Soon of course I will get so disgusted with myself that I will take myself by the scruff of the neck and frog march me back into the studio and close the door!  Apart from anything else I need to replenish my stock, having sold well and left several canvasses behind to be 'aired' sometime this summer at Courcoux & Courcoux in Stockbridge, Hampshire.

So I will get back to work and this time with renewed determination to control the urge to paint bigger and bigger. The simple fact of the matter is that not many people have the luxury of large wall spaces to fill and an artist has to make a living.  Meanwhile, the image below was a work in progress on the easel when I left - needless to say I can't remember where it was leading me - but it is part of the mountain summit series (which you can see on my website) all of which really just have to be large paintings!
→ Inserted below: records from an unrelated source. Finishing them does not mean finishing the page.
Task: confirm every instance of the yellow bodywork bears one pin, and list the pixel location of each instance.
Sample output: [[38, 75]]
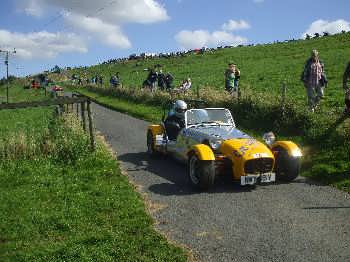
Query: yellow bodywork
[[202, 151], [241, 150]]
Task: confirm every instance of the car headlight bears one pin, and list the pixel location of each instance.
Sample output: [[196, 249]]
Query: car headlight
[[215, 144], [296, 152]]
By the way I just finished an interview on another blog which is written by Steve Gray in Australia.  One or two of us on there now - follow the link if you have time.


  1. Hi Annie,

    What a great article, by Steve Gray, ! I enjoyed seeing some of your paintings I have not seen before, too. Beautiful!

  2. Yes, I enjoyed that very much Annie and could totally relate to your thoughts.
    Inspiring work.
    Ciao for now

  3. Annie,Your pieces seem to flow into my soul.They make me feel.I have never been moved to tears by a contempory Artist...till now.What price,what worth does one place upon that?